On book hunger (part III)

«Very recently, anyone even mildly educated would respect learning, education, and owe respect to our great store of literature. Of course we all know that when this happy state was with us, people would pretend to read, would pretend respect for learning, but it is on record that working men and women longed for books, and this is evidenced by the working men's libraries, institutes, colleges of the 18th and 19th centuries.
Reading, books, used to be part of a general education.
Older people, talking to young ones, must understand just how much of an education it was, reading, because the young ones know so much less. And if children cannot read, it is because they have not read.
But we all know this sad story.
But we do not know the end of it.
We think of the old adage, "Reading maketh a full man" – and forgetting about jokes to do with over-eating – reading makes a woman and a man full of information, of history, of all kinds of knowledge.
But we are not the only people in the world. Not long ago I was telephoned by a friend who said she had been in Zimbabwe, in a village where they had not eaten for three days, but they were talking about books and how to get them, about education.
I belong to a little organization which started out with the intention of getting books into the villages. There was a group of people who in another connection had travelled Zimbabwe at its grass roots. They reported that the villages, unlike what people reported, are full of intelligent people, teachers retired, teachers on leave, children on holidays, old people. I myself paid for a little survey, of what people wanted to read, and found the results were the same as a Swedish survey, that I had not known about. People wanted to read what people in Europe want to read, if they read at all – novels of all kinds, science fiction, poetry, detective fiction, plays, Shakespeare, and the do-it-yourself books, like how to open a bank account, were low in the list. All of Shakespeare: they knew the name. A problem with finding books for villagers is that they don't know what is available, so a school set book, like the Mayor of Casterbridge, becomes popular because they know it is there. Animal Farm, for obvious reasons is the most popular of all novels.

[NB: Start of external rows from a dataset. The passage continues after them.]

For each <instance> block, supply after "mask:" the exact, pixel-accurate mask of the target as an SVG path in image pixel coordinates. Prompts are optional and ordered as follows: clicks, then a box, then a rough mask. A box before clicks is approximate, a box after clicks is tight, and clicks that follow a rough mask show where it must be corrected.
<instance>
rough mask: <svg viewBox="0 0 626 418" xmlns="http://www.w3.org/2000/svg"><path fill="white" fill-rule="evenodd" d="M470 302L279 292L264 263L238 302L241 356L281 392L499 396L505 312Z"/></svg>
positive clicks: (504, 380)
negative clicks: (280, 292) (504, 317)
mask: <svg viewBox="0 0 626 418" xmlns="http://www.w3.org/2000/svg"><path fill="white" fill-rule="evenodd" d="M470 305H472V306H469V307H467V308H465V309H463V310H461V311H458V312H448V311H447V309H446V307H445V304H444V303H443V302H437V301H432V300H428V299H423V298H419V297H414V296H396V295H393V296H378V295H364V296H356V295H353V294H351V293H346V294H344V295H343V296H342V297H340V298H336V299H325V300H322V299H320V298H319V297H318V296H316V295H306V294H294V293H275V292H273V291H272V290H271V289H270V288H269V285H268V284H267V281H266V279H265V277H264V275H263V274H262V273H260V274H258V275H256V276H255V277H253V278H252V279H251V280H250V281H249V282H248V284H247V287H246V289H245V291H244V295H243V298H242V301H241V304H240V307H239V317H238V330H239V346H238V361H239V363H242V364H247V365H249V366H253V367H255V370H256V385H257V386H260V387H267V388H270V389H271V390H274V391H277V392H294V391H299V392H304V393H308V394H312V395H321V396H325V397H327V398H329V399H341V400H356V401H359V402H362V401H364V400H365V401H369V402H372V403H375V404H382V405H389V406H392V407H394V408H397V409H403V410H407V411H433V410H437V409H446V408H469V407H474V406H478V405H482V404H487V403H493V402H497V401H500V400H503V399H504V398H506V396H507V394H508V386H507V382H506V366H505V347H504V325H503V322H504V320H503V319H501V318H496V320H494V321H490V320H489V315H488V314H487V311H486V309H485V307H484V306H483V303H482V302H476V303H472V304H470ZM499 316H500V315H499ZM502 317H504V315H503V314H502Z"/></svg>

Our little organization got books from where we could, but remember that a good paperback from England cost a months wages: that was before Mugabe's reign of terror. Now with inflation, it would cost several years wages. But having taken a box of books out to a village – and remember there is a terrible shortage of petrol, the box will be greeted with tears. The library may be a plank under a tree on bricks. And within a week there will be literacy classes – people who can read teaching those who can't, citizenship class – and in one remote village, since there were no novels in Tonga, a couple of lads sat down to write novels in Tonga. There are six or so main languages in Zimbabwe and there are novels in all of them, violent, incestuous, full of crime and murder.
Our little organization was supported from the very start by Norway, and then by Sweden. But without this kind of support our supplies of books would have dried up. Novels published in Zimbabwe, and, too, do-it-yourself books are sent out to people who thirst for them.»